PRIDE's major shows featured lineups with an unparalleled roster depth and a rock-concert-type light-and-stage-show atmosphere rivaled by few sports or entertainment companies. Top fighters from around the world, like Brazil's Wanderlei Silva, Croatia's Mirko "Cro Cop" Filipovic, and Americans Dan Henderson and Josh Barnett filled stadiums befitting NFL games for Pride's biggest events.

But former Pride parent company Dream Stage Entertainment lost its primary revenue source, a television contract with the Fuji television network, last summer, amid rumors of a company underworld connection. The trouble couldn't come at a worse time for the group, as their misfortune came just as Zuffa's stateside business was catching fire.

Pride's first course of action was to attempt to shift business to the American market, and did so by trying to publicly bait UFC's top draw, Chuck Liddell, into a match with Silva. While it was the talk of the MMA world last fall, that action looks like desperation in hindsight. In the process, however, they demonstrated the Pride name has a legitimate following in the U.S., as two shows in Las Vegas drew gates of more than $2 million, and are the only non-Zuffa shows to land in the state of Nevada's all-time MMA Top 10 money list.

But when fighters from headliners like Filipovic to undercard competitors like Dokjonsuke Mishima began jumping en masse to the UFC in recent months, it became a clear sign that Pride was having serious financial woes.

UFC has acted as aggressively as a business as the fighters themselves compete in the octagon. Zuffa (Italian for "fight") purchased the remnants of the all-but-dead World Fighting Alliance, the key asset being the contract of headliner Quinton "Rampage" Jackson, last November. They also purchased a smaller group, the California-based World Extreme Cagefighting,

Zuffa's handling of the WEC brand name should provide clues about how Pride will function from here. Zuffa has run the WEC as its own entity, emphasizing bantamweight and featherweight fighters, and has its own television contract on the Versus network. WEC fighters have not appeared on UFC programming and vice versa.

In the short term, not much will change for the average viewer aside from rules changes, which means the foot stomps and kicks to the heads of downed opponents that distinguished Pride from the UFC are no more. Zuffa, will continue to run the Japanese company as a separate entity, with its separate roster of fighters separate champions, and separate office staff. Pride will continue to air in America on FOX Sports Net, and Zuffa officials indicated they are working on getting the brand back on Japanese TV.
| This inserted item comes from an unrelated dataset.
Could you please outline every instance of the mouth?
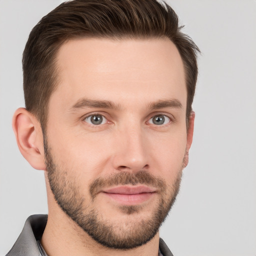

UFC president Dana White is promising "Super Bowl of MMA"-style shows eventually, featuring matchups between the top stars of the two promotions. But the company's patience in growing their business — they endured several years and seven figures worth of losses building the brand before hitting paydirt last year — indicates they're not going to burn through the potential biggest-money matches in their history anytime soon.